Figure 18 shows a typical streamline pattern over one pad of a thrust bearing. Fluid enters through the lower boundary of the bearing (Y = 0) and proceeds along the streamlines. It can be seen that, because of the converging gap between the runner and the bearing, the majority of fluid exits along the sides of the bearing.
The preliminary design study reveals that a number of bearing configurations can provide the required load with blood as the operating fluid. Typical power loss is on the order of a few watts or less. From the viewpoint of blood damage, it appears that bearings that have smaller regions of higher shear stress are preferred to bearings that reduce the peak shear stress but have larger regions of moderate stress. Testing is currently under way to confirm this result.
On the basis of the results obtained, it appears that the second generation LVAD pump is a viable candidate for use in this application. The range of flow and pressure are appropriate for this application. The pump durability under both steady state and transient conditions has been demonstrated. Low pump vibration has been observed in all cases. Reasonable performance with regard to hemolysis has been obtained. A backup bearing solution for the single active axis has been identified.

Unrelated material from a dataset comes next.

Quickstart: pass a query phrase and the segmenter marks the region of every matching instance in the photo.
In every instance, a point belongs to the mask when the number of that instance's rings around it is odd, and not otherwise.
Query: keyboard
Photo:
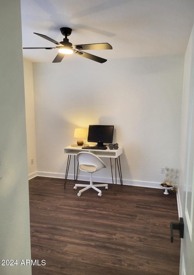
[[[106,150],[107,147],[105,146],[84,146],[82,147],[82,149],[95,149],[95,150]]]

Further design modifications are needed and will focus on reducing the overall size and weight of the pump and reducing the pumping losses from the impeller and wash flow path. The next step for this pump will be calf implant tests to confirm the promising results obtained to date.
The authors would like to acknowledge the support of the National Institutes of Health and Mohawk Innovative Technology, Inc. for funding this work. The efforts of Mr. Michael Albertini in fabrication and testing, as well as Mr. Thomas Russell for his assistance with testing, are also gratefully acknowledged.